Pakistani intelligence officials said they were checking reports up to seven foreign militants had been killed and their bodies removed by local supporters.
But they said there were no indications Osama bin Laden’s deputy, Zawahri, was there. “He was invited for the dinner, but we have no evidence he was present,” a senior intelligence official said.
Al Arabiya television quoted a source it said had contact with al Qaida saying Zawahri was alive.
The US has not commented, but American sources familiar with the operation said it was too early to determine his fate and the remains of the dead would have to be examined.
The sources said the airstrike was based on “very good” intelligence indicating Zawahri was at the targeted location.
Another Pakistani intelligence official said two local Islamist clerics, known for harbouring al Qaida militants, had attended the dinner but left hours before the airstrike at 3.00 am (local time).

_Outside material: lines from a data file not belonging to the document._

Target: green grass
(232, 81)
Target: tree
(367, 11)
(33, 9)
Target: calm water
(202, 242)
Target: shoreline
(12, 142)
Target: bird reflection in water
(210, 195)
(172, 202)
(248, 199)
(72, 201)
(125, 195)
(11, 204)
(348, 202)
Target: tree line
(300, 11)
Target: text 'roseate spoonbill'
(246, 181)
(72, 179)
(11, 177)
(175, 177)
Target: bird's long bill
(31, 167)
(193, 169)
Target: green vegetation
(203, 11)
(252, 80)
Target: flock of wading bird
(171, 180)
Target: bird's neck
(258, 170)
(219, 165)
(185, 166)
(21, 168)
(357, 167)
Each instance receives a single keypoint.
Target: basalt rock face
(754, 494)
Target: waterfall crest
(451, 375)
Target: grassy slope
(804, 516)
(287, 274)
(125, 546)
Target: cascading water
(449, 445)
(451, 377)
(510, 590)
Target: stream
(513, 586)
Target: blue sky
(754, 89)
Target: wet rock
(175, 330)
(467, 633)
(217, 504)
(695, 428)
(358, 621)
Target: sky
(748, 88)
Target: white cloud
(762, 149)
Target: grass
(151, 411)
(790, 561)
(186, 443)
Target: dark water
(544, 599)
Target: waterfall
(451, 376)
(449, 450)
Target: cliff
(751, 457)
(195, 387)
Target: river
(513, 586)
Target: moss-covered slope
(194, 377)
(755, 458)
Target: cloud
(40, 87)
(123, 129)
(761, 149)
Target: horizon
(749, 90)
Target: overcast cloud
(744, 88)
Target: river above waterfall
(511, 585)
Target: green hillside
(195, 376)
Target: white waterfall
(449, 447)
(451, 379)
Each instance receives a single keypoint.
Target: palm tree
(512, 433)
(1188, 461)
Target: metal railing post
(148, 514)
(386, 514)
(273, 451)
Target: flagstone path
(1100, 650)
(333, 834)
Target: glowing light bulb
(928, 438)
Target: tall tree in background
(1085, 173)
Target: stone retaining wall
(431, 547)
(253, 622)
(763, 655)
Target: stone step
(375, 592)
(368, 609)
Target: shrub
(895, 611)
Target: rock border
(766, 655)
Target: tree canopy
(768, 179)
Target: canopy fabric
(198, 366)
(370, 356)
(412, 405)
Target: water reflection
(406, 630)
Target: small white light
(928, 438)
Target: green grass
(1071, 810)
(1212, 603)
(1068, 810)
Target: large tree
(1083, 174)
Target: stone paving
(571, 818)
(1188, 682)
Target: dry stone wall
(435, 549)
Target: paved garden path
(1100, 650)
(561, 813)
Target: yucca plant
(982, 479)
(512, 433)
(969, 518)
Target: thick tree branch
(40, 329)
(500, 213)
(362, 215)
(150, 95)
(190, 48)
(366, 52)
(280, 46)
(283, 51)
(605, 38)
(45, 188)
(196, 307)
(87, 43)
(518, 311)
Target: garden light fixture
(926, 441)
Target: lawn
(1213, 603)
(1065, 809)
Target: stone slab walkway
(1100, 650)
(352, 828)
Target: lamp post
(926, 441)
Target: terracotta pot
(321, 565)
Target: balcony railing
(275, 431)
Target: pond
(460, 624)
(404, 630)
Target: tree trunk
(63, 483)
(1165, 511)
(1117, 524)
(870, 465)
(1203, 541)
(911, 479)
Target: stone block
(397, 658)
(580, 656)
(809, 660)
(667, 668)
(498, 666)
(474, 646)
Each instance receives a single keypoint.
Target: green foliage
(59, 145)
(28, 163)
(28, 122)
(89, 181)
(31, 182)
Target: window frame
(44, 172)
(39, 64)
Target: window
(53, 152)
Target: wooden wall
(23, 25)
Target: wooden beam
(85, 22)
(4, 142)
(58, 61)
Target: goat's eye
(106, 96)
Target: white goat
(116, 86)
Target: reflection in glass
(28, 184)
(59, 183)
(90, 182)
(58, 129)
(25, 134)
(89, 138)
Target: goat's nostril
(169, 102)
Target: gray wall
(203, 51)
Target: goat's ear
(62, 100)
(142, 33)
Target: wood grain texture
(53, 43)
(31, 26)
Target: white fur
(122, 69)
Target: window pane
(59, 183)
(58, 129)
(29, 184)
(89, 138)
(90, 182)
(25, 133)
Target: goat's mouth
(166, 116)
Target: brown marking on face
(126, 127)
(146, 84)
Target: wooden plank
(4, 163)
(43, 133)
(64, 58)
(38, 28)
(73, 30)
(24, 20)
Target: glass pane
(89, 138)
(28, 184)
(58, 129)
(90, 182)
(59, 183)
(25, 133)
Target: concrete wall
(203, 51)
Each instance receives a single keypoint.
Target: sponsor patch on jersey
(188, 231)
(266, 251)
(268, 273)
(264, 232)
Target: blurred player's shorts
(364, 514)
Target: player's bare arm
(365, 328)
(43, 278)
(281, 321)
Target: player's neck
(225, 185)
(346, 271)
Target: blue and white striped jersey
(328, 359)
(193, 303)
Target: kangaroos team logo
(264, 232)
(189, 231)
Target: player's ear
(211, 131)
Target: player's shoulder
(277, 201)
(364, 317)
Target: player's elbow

But there is widespread cynicism in Pakistan regarding what the US says and what it does.
“America raised the bogey of Zawahri to provide justification for this attack,” said Meraj-ul-Huda, a local leader of Pakistan’s main Islamist alliance, Muttahida Majlis-e-Amal, attending the rally in Karachi.
Washington has offered $25 million each for Zawahri and bin Laden, who have been on the run since US-led forces toppled Afghanistan’s Taliban rulers in 2001.
The two have long been thought to be hiding along the Afghanistan-Pakistan border under the protection of Pashtun tribes.